The Back Story:
I’ve recently joined a big financial firm as an Architect and we are in the process of designing our first Internet facing transactional e-commerce website (the current website is a mix of mostly static, a wee bit dynamic, CMS based information portal). As part of this design we are evaluating various Operating Systems (apart from firewalls, databases, programming languages and hosting options).
A bit more about the firm:
- The firm currently uses products from a firm headquartered in Redmond for their intranet portals
- Most of the programming work is outsourced to third-party software development shops
- The ‘internal handlers’ of these projects within our firm are middle-management. These guys don’t have the technical knowhow to distinguish Linux from BSD. For them open source is Linux.
- Since there is very little knowledge of open source – people are ‘afraid of open source’. It is mostly a fear of the unknown. The prevailing mindset is – if its security related, it can be solved by getting a Cisco Firewall.
- The firm is genuinely concerned about security. In fact they are paranoid about it.
A bit About me:
- Application developer for the past 10 years. Mostly Java – a bit of Lua. Dabbled a bit with systems – but by no means a competent system/network admin.

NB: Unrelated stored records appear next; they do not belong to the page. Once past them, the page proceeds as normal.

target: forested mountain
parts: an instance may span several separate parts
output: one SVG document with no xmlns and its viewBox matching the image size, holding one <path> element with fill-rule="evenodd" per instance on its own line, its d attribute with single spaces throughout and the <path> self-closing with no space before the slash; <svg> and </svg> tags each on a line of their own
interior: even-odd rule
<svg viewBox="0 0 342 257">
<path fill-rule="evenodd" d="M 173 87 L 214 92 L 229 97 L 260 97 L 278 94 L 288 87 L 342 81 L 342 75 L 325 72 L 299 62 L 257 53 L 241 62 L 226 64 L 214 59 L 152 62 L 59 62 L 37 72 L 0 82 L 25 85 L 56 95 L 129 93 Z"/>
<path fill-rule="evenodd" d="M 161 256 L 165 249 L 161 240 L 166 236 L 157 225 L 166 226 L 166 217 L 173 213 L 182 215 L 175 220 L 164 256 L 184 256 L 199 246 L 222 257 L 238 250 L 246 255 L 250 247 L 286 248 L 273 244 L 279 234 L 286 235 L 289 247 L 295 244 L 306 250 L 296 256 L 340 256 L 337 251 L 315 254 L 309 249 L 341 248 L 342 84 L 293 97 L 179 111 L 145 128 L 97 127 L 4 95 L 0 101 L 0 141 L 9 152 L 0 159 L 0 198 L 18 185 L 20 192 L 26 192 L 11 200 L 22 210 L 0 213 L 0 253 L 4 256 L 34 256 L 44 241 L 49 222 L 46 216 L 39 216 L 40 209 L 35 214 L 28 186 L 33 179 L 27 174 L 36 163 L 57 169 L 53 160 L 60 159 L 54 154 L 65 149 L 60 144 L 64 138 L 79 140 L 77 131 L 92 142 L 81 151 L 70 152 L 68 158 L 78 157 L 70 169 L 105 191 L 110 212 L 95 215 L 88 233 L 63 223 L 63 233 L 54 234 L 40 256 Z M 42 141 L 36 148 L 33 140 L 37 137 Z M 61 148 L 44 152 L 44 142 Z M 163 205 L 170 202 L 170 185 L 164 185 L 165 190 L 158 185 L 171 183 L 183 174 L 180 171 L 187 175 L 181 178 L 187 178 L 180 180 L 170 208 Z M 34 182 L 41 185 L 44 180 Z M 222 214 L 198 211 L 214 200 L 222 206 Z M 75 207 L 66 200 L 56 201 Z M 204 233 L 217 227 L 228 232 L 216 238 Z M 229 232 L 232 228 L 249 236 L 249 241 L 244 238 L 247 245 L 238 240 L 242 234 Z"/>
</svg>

- Been researching various OS’s for the last 2 years. FreeBSD and OpenBSD are my favorites because I like the clean, simple style of the systems. I prefer the BSD style licenses to GNU/GPL ones. I like OpenBSD for their uncompromising focus on security. I use OpenBSD + Xfce on my laptop (a Thinkpad). I also really like the OpenBSD people – Michael Lucas (and his books), Henning Brauer, Joshua (and this site), Ted, the Conformal guys (Marco and Dale) and Theo. I dont know any of them personally but I love their attitude towards systems and security. (Unrelated, but I’m also a Dan Bernstein fanboy)
- Used Solaris and CentOS in production before.
- Strongly believe OpenBSD and its family of tools (pf, OpenBGPD, OpenSSH, etc.) should be the platform on which we build our systems.
- Convincing top management to choose OpenBSD.
- Since I am new, I need to provide credible real world evidence of OpenBSD deployment successes – preferably in the Banking and Financial Services Industry. I can easily find details about this for, say, RHEL (red hat mentions on their website that RHEL is used on 80% of the world’s stock exchanges and cite NYSE and LSE as their clients). Does any such data exist for OpenBSD? I went through the ‘Products based on OpenBSD’ page and I could find a lot of Firewall/Router/Security firms but no BFSI data.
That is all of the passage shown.